Questa tendenziale mutazione del potere – ripetiamo, a scanso di equivoci: ancora limitata e a macchia di leopardo, certo non a tutti i livelli della società – non mette fine al dominio del capitale. Rappresenta anzi una sua nuova forma di gestione, comando e controllo. Ciò significa che il rapporto tra capitalismo e potere patriarcale è di natura storica, ossia contingente, e non di natura ontologica, dunque necessaria.

Avventurandoci – troppo rapidamente, ne siamo consapevoli – in un parallelismo con un’altra questione che ha un suo «spazio di esistenza autonomo», ci pare che spesso anche diverse teorie ecologiste assumano senza verificarlo un presupposto analogo. Quante volte negli ultimi anni si è ripetuta la frase di Chico Mendes (tralasciamo qui il fatto che l’abbia veramente detta o sia stata presa dai baci perugina di internet): l’ambientalismo senza lotta di classe è semplicemente giardinaggio. Chi può affermare senza tema di smentita che il capitale sia incompatibile con quella forma di «giardinaggio», ossia che non possa esistere una vera svolta ecologica se non superando l’attuale sistema? E se l’attenzione capitalistica al genere e all’ambiente non fossero semplicemente pinkwashing e greenwashing, ma reali processi di innovazione, nuove forme di accumulazione e reindustrializzazione? E se il capitalismo divenisse pink e green, noi che facciamo?

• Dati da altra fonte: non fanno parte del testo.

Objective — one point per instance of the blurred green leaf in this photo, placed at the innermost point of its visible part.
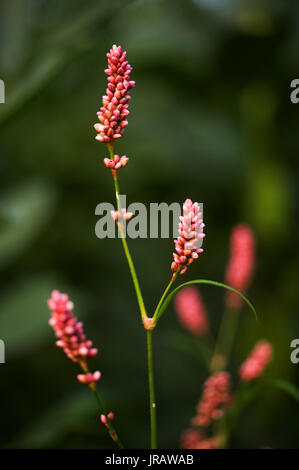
(66, 416)
(24, 210)
(288, 387)
(24, 316)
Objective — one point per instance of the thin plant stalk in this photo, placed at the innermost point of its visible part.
(110, 427)
(152, 399)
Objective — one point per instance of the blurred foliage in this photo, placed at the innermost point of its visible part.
(211, 119)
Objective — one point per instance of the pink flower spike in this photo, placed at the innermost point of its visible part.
(190, 233)
(114, 111)
(117, 162)
(216, 395)
(104, 419)
(68, 329)
(255, 364)
(191, 311)
(241, 264)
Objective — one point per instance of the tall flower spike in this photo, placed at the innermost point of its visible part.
(241, 263)
(191, 311)
(216, 395)
(70, 334)
(190, 233)
(255, 364)
(114, 112)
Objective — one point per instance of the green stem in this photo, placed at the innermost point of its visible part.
(110, 427)
(163, 296)
(152, 401)
(225, 340)
(125, 245)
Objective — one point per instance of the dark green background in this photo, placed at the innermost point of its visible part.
(211, 119)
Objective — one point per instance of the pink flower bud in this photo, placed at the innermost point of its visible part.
(68, 329)
(216, 396)
(190, 232)
(104, 419)
(114, 111)
(241, 264)
(89, 378)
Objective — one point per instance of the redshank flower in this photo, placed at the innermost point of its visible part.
(117, 162)
(70, 334)
(191, 311)
(241, 264)
(190, 233)
(255, 364)
(104, 419)
(216, 396)
(114, 112)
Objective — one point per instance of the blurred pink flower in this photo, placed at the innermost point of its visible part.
(216, 395)
(70, 334)
(241, 264)
(193, 439)
(89, 378)
(104, 419)
(117, 162)
(255, 364)
(191, 311)
(114, 112)
(190, 232)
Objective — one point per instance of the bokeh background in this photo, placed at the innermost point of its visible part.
(211, 119)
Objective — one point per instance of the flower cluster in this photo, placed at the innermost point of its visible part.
(190, 233)
(70, 334)
(193, 439)
(114, 112)
(255, 364)
(104, 419)
(216, 396)
(89, 378)
(241, 263)
(117, 162)
(191, 311)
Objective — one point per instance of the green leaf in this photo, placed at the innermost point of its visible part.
(62, 418)
(288, 387)
(24, 210)
(24, 316)
(170, 296)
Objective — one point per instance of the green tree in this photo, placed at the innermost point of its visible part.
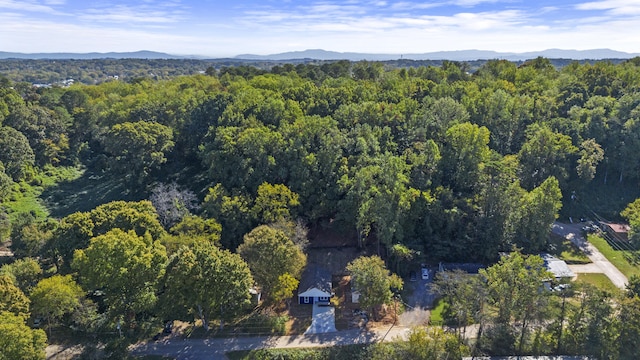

Il girl power è buono per tutti?

Si potrebbe obiettare che lo stesso discorso qui condotto per la questione di genere potrebbe essere esteso al rapporto di classe. La facciamo breve, pronti ad approfondire e articolare la discussione come meriterebbe. Se è pensabile un capitale senza oppressione del maschio sulla femmina, e in alcuni ristretti ambiti ciò è già realtà, o addirittura con un’oppressione contraria, non è pensabile un capitalismo senza sfruttamento di classe, cioè – perdonateci la semplificatoria brutalità marxiana – senza estorsione del plusvalore. Non può esistere un capitalismo senza capitalisti e capitaliste da una parte, senza proletari e proletarie dall’altra.

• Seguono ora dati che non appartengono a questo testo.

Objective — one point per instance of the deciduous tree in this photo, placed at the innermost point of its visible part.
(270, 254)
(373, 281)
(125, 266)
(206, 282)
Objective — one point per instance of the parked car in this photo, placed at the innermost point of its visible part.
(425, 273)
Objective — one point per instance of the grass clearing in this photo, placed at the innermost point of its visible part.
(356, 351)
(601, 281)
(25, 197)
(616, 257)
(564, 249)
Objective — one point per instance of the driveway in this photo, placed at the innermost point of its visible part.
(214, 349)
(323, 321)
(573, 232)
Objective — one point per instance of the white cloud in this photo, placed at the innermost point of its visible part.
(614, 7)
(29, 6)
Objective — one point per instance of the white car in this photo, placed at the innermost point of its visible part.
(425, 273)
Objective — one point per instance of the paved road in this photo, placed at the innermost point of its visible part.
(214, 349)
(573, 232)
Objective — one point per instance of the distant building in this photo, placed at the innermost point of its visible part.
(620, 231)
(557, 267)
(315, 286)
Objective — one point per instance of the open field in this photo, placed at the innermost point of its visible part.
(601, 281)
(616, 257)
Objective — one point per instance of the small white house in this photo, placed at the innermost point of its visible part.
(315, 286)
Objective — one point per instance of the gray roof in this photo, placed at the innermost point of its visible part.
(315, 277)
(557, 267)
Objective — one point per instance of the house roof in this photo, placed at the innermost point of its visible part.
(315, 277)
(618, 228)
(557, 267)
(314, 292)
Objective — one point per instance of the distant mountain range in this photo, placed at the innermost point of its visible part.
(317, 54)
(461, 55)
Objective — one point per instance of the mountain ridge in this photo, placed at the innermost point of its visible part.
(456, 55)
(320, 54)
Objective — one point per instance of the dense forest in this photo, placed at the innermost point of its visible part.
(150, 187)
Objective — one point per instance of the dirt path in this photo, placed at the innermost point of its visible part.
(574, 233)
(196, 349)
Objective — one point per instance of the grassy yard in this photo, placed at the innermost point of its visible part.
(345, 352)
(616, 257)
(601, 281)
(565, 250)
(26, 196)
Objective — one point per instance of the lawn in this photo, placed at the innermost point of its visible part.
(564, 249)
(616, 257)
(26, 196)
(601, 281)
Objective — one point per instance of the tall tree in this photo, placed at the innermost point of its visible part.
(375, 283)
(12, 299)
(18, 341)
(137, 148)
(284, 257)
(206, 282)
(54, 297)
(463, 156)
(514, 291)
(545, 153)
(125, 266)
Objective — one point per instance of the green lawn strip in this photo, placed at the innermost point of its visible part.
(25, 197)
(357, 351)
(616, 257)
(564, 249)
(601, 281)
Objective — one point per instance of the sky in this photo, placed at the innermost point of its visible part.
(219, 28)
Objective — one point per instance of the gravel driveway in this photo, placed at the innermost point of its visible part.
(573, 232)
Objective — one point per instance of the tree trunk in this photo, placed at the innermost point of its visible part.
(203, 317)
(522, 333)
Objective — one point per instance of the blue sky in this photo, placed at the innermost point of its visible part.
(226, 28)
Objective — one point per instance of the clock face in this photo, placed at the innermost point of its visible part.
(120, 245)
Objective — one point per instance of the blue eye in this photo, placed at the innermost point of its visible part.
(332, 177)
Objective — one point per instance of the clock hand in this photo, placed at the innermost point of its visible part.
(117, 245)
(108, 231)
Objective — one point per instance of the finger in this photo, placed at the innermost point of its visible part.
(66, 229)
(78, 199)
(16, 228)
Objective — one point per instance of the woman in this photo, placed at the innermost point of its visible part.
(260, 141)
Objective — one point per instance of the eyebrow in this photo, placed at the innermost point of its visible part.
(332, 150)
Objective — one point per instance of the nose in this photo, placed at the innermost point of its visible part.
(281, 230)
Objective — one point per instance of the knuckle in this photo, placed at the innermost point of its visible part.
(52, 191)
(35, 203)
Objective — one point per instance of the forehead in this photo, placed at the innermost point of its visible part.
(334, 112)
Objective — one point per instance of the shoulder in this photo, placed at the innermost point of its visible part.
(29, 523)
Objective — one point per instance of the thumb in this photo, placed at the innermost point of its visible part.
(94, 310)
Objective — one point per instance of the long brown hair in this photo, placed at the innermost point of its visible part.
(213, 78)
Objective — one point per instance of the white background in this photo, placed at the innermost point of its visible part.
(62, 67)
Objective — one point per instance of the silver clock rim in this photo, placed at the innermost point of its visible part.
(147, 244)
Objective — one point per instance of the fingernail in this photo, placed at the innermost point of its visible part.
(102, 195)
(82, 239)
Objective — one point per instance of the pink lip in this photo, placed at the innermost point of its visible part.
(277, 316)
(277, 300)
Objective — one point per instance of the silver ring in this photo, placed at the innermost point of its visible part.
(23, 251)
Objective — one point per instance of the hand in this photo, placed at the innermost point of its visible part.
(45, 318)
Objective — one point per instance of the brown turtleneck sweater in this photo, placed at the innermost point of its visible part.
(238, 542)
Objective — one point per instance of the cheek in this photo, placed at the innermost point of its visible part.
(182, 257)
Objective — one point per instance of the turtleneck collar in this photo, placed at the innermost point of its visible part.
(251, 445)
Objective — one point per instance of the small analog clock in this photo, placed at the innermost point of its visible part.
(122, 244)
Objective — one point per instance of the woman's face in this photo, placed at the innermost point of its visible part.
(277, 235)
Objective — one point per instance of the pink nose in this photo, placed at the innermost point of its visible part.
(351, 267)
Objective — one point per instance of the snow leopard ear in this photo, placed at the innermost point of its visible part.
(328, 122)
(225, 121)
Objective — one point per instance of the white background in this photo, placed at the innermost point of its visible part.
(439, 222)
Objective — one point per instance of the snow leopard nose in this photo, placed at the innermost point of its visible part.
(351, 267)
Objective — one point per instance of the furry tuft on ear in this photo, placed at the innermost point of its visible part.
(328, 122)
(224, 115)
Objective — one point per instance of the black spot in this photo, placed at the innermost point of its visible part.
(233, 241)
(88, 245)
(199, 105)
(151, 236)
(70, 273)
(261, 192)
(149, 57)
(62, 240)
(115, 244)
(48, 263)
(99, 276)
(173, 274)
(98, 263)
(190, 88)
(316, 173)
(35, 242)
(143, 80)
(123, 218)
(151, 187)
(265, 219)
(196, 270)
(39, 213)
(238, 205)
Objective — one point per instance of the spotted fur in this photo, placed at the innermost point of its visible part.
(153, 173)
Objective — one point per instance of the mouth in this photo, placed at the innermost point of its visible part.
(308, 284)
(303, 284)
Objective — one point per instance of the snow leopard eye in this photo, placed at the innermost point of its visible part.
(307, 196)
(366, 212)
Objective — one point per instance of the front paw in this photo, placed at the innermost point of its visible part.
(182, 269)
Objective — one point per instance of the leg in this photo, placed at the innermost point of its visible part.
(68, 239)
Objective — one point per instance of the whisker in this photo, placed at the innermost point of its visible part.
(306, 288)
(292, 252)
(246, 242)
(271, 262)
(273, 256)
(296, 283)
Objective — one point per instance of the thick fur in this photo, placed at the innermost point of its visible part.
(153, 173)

Prendere sul serio questa obiezione, tuttavia, ci consente di riflettere su un aspetto di notevole rilevanza. L’appello citato in apertura afferma che «quello che è buono per una donna e per le sue figlie/figli è buono per tutte e tutti», che «giustizia per le donne e giustizia per il mondo sono la stessa cosa». In modo conseguente con quanto sostenuto qualche riga sopra, sottoscriveremmo un appello che affermasse che «quello che è buono per un proletario o una proletaria e per le sue figlie/figli è buono per tutte e tutti», che «giustizia per i proletari e le proletarie e giustizia per il mondo sono la stessa cosa»? No, proprio no. Ciò lo affermava la tradizione socialista, con la sua vocazione universalistica e umanitaria, secondo cui la liberazione degli operai significava la liberazione dell’intero genere umano. Quel socialismo è finito con il deflagrare della Prima guerra mondiale, diventando dopo la grande crisi del ’29 forma di gestione del capitale. L’Ottobre rompe con il socialismo, e solo così può osare l’assalto al cielo. Un assalto fallito, certo, comunque gli sviluppi successivi hanno dimostrato che non c’era incompatibilità tra socialismo e capitalismo.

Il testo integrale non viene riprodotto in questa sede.